Wednesday 25 February 2015

The Merger of ipCreate and Article One Partners

Earlier this year, ipCreate and Article One Partners, perhaps best known for enabling crowd sourcing of prior art, announced a merger.  Here is part of the announcement about the merger:


Founded in 2012, ipCreate will continue to provide industry leaders in the US, Europe and Asia with on-demand patented inventions at the chokepoints of disruptive market change, with the patents themselves and related landscape opportunity systematically vetted by AOP’s global network of prior art researchers adding to quality assurance.  With poor quality patents a growing burden on business and the subject of mounting challenges by the courts and the U.S. Patent and Trademark Office (USPTO), the integration of patent quality control processes early in the invention process is expected to fill a vital customer need.
“One of the lessons my three-and-a-half years as head of the Patent and Trademark Office taught me is that businesses benefit greatly from a systemic approach to improving the quality of their patents — and the earlier in the innovation process, the better,” said David Kappos, ipCreate advisor and former Director of the USPTO. “With this merger, ipCreate has now put all the pieces in place to provide clients with high-value innovation on demand backed by unusually high-quality intellectual property.”
. . .
John Cronin, CEO of ipCreate, was also instrumental in the merger. “When I was IBM’s top inventor and ran its ‘patent factory’ in the 1990s, some people thought it was just a numbers game — about having the most patents. That was never what it was about,” he explained. “Our goal was to develop high-quality patented inventions in disruptive technologies. That’s how IBM invented the future. With Article One Partner’s help, that’s what we intend to do again. Only now we plan to invent “on demand” to suit the specific needs of our partners and to the highest standards of quality.”

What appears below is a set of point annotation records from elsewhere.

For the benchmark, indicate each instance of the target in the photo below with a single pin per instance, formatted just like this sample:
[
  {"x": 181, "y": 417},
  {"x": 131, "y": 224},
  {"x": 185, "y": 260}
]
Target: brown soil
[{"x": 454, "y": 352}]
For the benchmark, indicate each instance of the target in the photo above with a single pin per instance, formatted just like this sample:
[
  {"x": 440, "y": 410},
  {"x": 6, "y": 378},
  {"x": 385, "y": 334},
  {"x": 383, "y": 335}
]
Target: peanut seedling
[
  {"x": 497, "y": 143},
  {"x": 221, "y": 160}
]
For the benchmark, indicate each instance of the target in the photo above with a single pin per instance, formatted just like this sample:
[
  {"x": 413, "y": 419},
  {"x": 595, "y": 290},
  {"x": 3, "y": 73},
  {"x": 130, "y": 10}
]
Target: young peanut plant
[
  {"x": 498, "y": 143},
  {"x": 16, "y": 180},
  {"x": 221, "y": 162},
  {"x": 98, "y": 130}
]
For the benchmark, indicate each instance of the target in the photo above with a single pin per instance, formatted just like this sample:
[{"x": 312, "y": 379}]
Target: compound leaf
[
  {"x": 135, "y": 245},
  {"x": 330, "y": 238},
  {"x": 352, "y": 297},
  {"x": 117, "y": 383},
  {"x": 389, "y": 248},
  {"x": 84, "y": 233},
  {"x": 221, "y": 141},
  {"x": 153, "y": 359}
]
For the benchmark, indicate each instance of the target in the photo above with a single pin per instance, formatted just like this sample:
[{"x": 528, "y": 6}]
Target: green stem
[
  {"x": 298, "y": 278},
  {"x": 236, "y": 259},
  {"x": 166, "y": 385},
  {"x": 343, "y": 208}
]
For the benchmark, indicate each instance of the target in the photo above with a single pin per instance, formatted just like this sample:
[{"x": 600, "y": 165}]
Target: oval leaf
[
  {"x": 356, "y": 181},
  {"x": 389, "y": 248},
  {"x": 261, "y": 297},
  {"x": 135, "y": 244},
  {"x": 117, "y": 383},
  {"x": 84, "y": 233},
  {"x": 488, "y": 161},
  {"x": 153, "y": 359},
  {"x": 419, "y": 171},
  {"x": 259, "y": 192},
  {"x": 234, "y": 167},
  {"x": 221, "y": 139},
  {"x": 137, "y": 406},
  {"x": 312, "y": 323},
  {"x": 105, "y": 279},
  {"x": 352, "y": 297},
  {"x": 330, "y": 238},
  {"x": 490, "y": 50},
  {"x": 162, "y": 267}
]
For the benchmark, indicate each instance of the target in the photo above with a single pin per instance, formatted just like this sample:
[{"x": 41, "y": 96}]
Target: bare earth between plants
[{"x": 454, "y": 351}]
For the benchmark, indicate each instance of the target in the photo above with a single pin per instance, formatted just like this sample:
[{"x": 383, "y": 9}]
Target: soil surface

Article One Partners brings much to the table. "The merger is expected to provide a number of strategic benefits including the ability to leverage AOP’s existing customer base, strong “white-hat” branding, enhanced patent intelligence, patent quality services and increased depth in executive leadership through the addition of Marshall Phelps and the AOP management team."
The board of directors and the advisory group is impressive, including Marshall Phelps, Jr., John Cronin, Peter Holden, Robert Armitage, Ruud Peters, David Kappos and Mike Brochu.  The leadership team is also a distinguished group. 
So, the game is not so much about amassing patents, but strategically acquiring one or a small set of quality patents (read Alice) “at the chokepoint[].”   True enough, most agree that quality patents are not so much a problem; however, litigation “abuse” is something that I am sure others will complain about.  But, I think this group will “work around” that problem with sensible licensing practices. 
Here is a blurb about the philosophy of ipCreate:
Our mission is to forecast the direction of innovation in the fastest-growing new product markets and then create strategic patent portfolios in the disruptive high-value technologies driving that growth. We know first-hand that the greatest value in the IP asset class belongs to a small minority of foundational patents. By working with select leaders in industries undergoing rapid technological disruption – whether dominant players in the market or visionary startups – we will employ ipCreate’s proprietary tools and resources to identify promising innovation areas and rapidly create foundational patents at the chokepoints of looming market change.
With major financial backing, we expect to fund and execute more than 100 strategic invention and IP creation projects and produce thousands of foundational patents by the year 2017. By restoring the historic link between patents and invention (rather than litigation), ipCreate also hopes to strengthen a patent system that is crucial to U.S. competitiveness.
I think the merger with Article One Partners is a pretty damn good idea.  Who doesn't want to wear a "white hat?"  I do wonder how many of the researchers will go along with the new venture.  [I have to say that I also like how they put “ip” in lower case letters and capitalize the “C” in create.]  What do you think?